一、卑弥呼の死
その瞬間、十六夜は何が起こったのか分からなかった。頭の理解が及ばない。
時が止まり、ゆるりとした時の中、女王が虚空に投げ出され射かけられた鳥のように落ちていった。
瞳の中に焼きつく、宙を彷徨う主、やがてドサッという鈍い音。
十六夜の目の前が真っ暗になった。
間髪を入れずに、狗呼の怒号が響き渡る。
「女王を射抜いた者を捕らえよ!」
彼女は緩慢な動きでモノクロの世界の叫び主を見た。戦慄が走る。
狗呼の顔が歪んで見えた。
十六夜は本能的に新しい唯一の希望を抱き寄せた。壱与である。
幼い少女は、信じる事の出来ない現実にただ呆然と、十六夜の胸の中におさまった。
騒然となる邪馬台国の民達、泣き叫ぶもの、頭を地にぶつけるものまでいた。
弟王狗呼はそんな中、卑弥呼がのぼった楼閣へ自ら悠然と歩みを進める。
頂きに立つと、大音声を発した。
「うろたえるな、邪馬台国の民よ!」
女王の亡骸に注がれていた民達の視線は、高みに立つ弟王へと移る。
「我は亡き女王の意志を継ぐ者、新王狗呼である」
その宣言に、再びどよめきがあがった。
「亡き女王は神託により告げられた。次の新王は、狗呼そなただと!」
三度のどよめきがあがった。
そのどよめきの色は、多大なる喪失感、悲しみを忘れさせるには十分の狂喜の色が混じっていた。

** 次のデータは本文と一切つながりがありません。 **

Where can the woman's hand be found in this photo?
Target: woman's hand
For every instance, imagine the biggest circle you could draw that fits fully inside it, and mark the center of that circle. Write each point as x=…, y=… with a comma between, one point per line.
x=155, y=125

十六夜は民達が新しき王の誕生で喜びつつある中、身震いした。
(嘘だ!新しき王は、壱与様だ)
彼女は狗呼の歪んだ顔を思いだし、壱与に身の危険を感じた。
(壱与様を守らねば・・・)
自分の胸にうずくまる小さな少女。
十六夜は壱与の両肩を両手で持ち揺さぶる。
しかし、魂の抜けた空の身体で彼女は硬直している。
十六夜は意を決して、壱与の左頬を思いきり引っ叩いた。
突然のことに驚き、涙する彼女の袖を強引に引っ張る。
巫女達には卑弥呼の亡骸を運ばせるように命じ、惨状と狂喜の場を後にした。
彼女らの背からは狗呼の狂気をはらんだ声が聞こえる。
「女王を亡き者にしたのは、狗奴国だ。我は狗奴国を討ち滅ぼす!」
女王を失い、やり場のない怒りが、狗呼の宣言により明確となり、敵国をより痛烈な憎しみの対象として印象づけられた。
新王狗呼は楼閣の上から、民達を冷ややかな目で見つつ、ほくそ笑んだ。